Reaction to the goals of open architecture and administration by The Linux Foundation have been mostly positive. While initial criticism centered on concerns that this group could be used by incumbent technology vendors to stifle innovation, most of the companies signed up as members do not sell incumbent networking technology.

=== Technical steering committee ===
For governance of the project, the technical steering committee (TSC) provides technical oversight over the project. The TSC is able to hold voting on major changes to the project. As of June 2022, the TSC includes:

- Anil Belur (The Linux Foundation)
- Cedric Ollivier (Orange)
- Guillaume Lambert (Orange)
- Ivan Hrasko (PANTHEON.tech)
- Luis Gomez (Kratos)
- Manoj Chokka (Verizon)
- Robert Varga (PANTHEON.tech)
- Venkatrangan Govindarajan (Rakuten Mobile)
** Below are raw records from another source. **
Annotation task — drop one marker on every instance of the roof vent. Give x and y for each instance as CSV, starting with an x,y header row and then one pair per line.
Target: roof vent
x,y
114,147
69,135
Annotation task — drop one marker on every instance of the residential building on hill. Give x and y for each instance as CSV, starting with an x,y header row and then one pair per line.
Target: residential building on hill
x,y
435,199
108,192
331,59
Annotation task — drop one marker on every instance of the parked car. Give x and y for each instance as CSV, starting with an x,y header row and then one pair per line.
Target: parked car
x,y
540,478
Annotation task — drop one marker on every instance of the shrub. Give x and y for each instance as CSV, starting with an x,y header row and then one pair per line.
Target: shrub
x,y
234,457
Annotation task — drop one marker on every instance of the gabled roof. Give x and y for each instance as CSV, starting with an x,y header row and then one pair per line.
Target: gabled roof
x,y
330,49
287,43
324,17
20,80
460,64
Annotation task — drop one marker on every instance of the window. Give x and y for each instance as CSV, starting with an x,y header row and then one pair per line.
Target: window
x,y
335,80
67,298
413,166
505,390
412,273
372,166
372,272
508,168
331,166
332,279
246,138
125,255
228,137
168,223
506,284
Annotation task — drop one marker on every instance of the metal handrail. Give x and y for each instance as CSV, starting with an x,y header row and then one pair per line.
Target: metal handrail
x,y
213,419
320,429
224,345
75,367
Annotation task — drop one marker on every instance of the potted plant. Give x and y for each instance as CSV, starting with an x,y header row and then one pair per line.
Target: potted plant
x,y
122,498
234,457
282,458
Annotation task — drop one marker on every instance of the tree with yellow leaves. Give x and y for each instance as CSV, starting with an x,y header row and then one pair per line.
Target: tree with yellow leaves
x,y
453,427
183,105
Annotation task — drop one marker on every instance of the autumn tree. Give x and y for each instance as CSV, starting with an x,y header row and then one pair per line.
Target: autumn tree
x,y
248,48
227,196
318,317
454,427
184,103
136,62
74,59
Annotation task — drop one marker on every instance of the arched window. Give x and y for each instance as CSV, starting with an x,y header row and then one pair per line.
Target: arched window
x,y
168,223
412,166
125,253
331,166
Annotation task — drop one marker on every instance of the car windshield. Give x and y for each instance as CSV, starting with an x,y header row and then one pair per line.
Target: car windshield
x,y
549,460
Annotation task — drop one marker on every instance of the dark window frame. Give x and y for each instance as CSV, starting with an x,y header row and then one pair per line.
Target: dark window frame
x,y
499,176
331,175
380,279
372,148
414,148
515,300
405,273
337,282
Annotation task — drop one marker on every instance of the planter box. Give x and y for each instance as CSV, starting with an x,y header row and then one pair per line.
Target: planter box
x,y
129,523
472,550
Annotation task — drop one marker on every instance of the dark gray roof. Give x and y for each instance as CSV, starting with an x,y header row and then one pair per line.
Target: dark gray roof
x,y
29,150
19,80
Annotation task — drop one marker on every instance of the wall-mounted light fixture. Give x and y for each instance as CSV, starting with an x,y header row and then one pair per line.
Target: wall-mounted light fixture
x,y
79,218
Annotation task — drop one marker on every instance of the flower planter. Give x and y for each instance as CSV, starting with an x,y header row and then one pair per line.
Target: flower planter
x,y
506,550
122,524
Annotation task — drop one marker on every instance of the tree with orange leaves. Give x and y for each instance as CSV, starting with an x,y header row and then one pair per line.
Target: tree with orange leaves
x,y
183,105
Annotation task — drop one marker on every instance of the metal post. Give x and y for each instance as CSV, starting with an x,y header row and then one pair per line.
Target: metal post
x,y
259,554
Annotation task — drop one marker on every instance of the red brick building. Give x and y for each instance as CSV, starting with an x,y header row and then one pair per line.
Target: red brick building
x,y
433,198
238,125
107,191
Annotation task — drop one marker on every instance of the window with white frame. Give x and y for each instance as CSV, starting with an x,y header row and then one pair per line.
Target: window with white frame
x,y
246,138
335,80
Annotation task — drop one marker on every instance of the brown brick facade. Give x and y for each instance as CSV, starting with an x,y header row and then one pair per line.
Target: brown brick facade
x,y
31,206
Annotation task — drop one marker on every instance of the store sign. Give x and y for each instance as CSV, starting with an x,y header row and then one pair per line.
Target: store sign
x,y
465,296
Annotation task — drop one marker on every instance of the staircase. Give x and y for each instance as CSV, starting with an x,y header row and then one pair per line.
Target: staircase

OpenDaylight TSC Chairs List
| Term Years | TSC Chair |
|---|---|
| 2013, 2014 | David Meyer |
| 2015, 2016, 2017 | Colin Dixon |
| 2018, 2019, 2020 | Abhijit Kumbhare |
| 2021, 2022 | Guillaume Lambert |

=== Code Contributions ===
By 2015, user companies began participating in upstream development. The largest, actively contributing companies include PANTHEON.tech⁣, Orange, Red Hat, and Ericsson. At the time of the Carbon release in May 2017, the project estimated that over 1 billion subscribers accessing OpenDaylight-based networks, in addition to its usage within large enterprises.

There is a dedicated OpenDaylight Wiki, and mailing lists.

== Technology ==

=== Projects ===
The platform is described as a modular, open-source platform for automating networks. Part of the concept of modularity are over 50 projects, which address & extend the capabilities of networks managed by OpenDaylight. Each project has a formal structure, teams and meetings to discuss releases, functionality and code. Projects include BGPCEP, TransportPCE, NETCONF, YANG Tools, and others.

== Releases ==
Releases are named after the atomic number of chemical elements, including the corresponding number.

| Release name | Release date |
|---|---|
| Scandium (21) | September 2024 |
| Calcium (20) | April 2024 |
| Potassium (19) | October 2023 |
| Argon (18) | March 2023 |
| Chlorine (17) | October 2022 |
| Sulfur (16) | May 2022 |
| Phosphorus (15) | September 2021 |
| Silicon (14) | March 2021 |
| Aluminium (13) | September 2020 |
| Magnesium (12) | March 2020 |
| Sodium (11) | September 2019 |
| Neon (10) | March 2019 |
| Fluorine (9) | August 2018 |
| Oxygen (8) | March 2018 |
| Nitrogen (7) | September 2017 |
| Carbon (6) | June 2017 |
| Boron (5) | November 2016 |
| Beryllium (4) | February 2016 |
| Lithium (3) | June 2015 |
| Helium (2) | October 2014 |
| Hydrogen (1) | February 2014 |

== Members ==
Originally there were three tiers of membership for OpenDaylight: Platinum, Gold and Silver, with varying levels of commitment.

As of January 2018, OpenDaylight became a project within the LF Networking Foundation, which consolidated membership across multiple projects into a common governance structure. Most OpenDaylight members became members of the new LF Networking Foundation.